Basically, you have to explicitly push bookmarks with `hg push -B <name>', and explicitly pull them with `hg pull -B <name>'. You can check for new bookmarks in the remote repository with `hg incoming -B'. Unfortunately, this puts a lot of responsibility on the collaborators to manually keep bookmarks up to date. The documentation says that once both sides of the connection have a bookmark it will be updated automatically, but that's not much help. Without them, at least, Mercurial is quite happy to jump branches on you without really raising any alarms (I'm not sure it would stop you even with the bookmarks, to be honest, though I've been told it will). The current implementation is just not sufficient for real world usage. Most of my collaborators are even in the same room. I can't imagine if you had people spread out across a building or the world.

Branching In Git

Git is quite smart about most of what it can do. A branch in Git is a much more logical concept. You get to think of Git branches as tangible things. There is basically only one strategy for branching and it works quite well. Perhaps most importantly it's distribution friendly.

Git manages your branches for you. A branch is actually represented by a very light file that basically just references the head commit identifier of the branch. This allows you to create, rename, and delete branches at will, very efficiently, similar to Mercurial bookmarks. Git takes care of efficiently storing the actual history for you so you can be sure that it doesn't duplicate anything needlessly. The operation of switching branches is also different than the operation of updating your working copy [fix:] local branches (`git checkout' and `git pull'[1], respectively).

Git branches are not all implicitly synchronized with a remote repository. If you `git push' then only the current branch's commits will be pushed. Similarly, when you `git pull' then only the current branch will be pulled.

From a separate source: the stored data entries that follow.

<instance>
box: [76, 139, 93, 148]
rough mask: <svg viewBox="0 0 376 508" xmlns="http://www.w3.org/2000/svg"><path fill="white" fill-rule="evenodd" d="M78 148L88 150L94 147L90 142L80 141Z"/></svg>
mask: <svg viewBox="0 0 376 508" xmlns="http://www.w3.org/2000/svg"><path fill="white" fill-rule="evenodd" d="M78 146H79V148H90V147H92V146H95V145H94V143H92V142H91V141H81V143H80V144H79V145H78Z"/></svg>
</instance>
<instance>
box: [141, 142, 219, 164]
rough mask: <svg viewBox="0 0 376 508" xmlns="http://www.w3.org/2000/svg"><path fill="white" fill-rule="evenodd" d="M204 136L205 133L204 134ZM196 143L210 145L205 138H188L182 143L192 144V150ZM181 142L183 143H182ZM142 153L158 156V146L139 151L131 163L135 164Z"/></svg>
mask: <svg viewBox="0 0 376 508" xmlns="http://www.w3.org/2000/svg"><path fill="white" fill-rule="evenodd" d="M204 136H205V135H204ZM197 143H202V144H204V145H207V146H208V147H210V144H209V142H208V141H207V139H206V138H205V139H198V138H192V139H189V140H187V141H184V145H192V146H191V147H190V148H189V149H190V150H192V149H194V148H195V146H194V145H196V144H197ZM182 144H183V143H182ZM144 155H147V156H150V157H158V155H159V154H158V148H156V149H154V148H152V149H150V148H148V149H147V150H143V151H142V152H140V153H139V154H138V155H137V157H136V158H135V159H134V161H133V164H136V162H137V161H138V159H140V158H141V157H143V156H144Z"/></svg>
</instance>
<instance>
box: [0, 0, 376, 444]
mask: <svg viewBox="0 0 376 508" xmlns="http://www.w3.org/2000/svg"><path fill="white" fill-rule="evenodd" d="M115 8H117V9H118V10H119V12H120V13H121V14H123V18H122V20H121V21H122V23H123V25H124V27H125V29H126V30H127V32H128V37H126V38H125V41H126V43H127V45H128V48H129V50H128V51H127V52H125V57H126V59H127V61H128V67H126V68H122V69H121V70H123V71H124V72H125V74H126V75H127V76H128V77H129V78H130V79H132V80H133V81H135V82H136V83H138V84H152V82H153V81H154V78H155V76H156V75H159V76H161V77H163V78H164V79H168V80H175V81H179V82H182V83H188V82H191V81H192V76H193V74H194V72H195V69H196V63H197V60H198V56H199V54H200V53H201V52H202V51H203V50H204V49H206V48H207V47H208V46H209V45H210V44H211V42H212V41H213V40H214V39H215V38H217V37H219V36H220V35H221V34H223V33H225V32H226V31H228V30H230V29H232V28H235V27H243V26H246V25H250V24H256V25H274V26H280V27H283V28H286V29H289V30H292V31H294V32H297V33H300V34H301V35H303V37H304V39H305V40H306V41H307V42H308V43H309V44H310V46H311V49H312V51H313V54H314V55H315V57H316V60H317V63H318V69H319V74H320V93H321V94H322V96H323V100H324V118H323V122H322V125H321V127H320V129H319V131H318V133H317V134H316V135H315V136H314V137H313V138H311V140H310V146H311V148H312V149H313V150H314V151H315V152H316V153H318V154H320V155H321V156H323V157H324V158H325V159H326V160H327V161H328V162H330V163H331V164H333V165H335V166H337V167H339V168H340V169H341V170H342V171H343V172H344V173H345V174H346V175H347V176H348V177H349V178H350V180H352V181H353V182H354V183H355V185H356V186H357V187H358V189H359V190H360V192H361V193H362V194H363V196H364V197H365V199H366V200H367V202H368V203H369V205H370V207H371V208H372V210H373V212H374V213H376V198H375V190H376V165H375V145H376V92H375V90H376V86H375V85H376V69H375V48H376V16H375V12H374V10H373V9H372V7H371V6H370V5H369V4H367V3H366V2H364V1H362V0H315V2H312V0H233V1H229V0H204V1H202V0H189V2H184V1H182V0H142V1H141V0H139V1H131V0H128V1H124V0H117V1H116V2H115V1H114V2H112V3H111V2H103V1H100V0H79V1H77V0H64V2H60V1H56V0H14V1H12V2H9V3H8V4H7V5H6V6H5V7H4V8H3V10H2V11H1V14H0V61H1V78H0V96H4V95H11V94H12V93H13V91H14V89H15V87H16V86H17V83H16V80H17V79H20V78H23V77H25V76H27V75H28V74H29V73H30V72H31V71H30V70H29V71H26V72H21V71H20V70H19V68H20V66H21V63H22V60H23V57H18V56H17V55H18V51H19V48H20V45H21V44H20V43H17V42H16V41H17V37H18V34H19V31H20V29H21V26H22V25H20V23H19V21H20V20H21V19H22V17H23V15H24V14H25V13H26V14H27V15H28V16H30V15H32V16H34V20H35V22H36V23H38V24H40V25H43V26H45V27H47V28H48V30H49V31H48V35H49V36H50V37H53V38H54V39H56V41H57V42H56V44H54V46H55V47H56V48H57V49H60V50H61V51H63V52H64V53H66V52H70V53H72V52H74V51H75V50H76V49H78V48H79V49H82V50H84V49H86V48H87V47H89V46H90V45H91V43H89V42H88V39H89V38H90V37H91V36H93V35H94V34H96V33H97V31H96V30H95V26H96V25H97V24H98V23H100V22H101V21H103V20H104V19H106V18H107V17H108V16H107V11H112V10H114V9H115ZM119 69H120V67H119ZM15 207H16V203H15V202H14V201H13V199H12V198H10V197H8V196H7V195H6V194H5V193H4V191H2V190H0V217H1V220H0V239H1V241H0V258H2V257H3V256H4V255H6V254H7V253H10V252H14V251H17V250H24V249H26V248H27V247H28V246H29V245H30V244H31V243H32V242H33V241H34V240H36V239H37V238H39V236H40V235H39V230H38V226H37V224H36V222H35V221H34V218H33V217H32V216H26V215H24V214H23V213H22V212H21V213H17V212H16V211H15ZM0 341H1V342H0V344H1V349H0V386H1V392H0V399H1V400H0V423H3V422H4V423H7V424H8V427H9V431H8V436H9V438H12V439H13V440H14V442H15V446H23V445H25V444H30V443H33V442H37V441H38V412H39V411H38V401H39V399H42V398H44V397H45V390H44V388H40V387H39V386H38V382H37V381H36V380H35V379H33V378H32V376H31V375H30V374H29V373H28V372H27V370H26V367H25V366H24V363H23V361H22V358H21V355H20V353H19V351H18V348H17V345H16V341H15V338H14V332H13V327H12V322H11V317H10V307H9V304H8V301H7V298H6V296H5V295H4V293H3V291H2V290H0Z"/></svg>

Branches are namespaced by repository. Local ones are just in the global namespace, but remote branches are namespaced by the remote name. For example, origin/master refers to the 'master' branch of the remote 'origin'. This puts the user in complete control of their repository. The remote might refer to a branch as 'foo', but you can use a local branch named 'bar' if you want to. Git doesn't implicitly synchronize any branches with remote branches. You have to explicitly associate them in configuration before they will implicitly be synced. Otherwise, you can explicitly choose which local and remote branches you want to synchronize.


Mercurial proponents typically try to defend Mercurial's branching madness with excuses that branches should be permanent history and that it's a feature, not a bug. The reality is that Mercurial has a very non-distributed nature to its branching policies. Instead of letting each user be in control of his view of the world, the Mercurial community seems to be in favor of encouraging everybody to always share the entire world with the entire world.

In short, Git is a much better DVCS for branching (and in my experience, pretty much everything else too, but I digress). Mercurial is a good alternative for people that need extra hand holding and don't plan to make extensive use of the tools. Branching in Mercurial is so painful that we basically don't do it where I work, just as we didn't really do it with Subversion. The little bit of branching that we do do ends up being ugly and distracting and it's very error-prone in my experience.


[1] - `git pull' is equivalent to `git fetch && git merge'. Note that if you're wise to it then you can use git rebase instead of git merge if you want to linearize [local] history.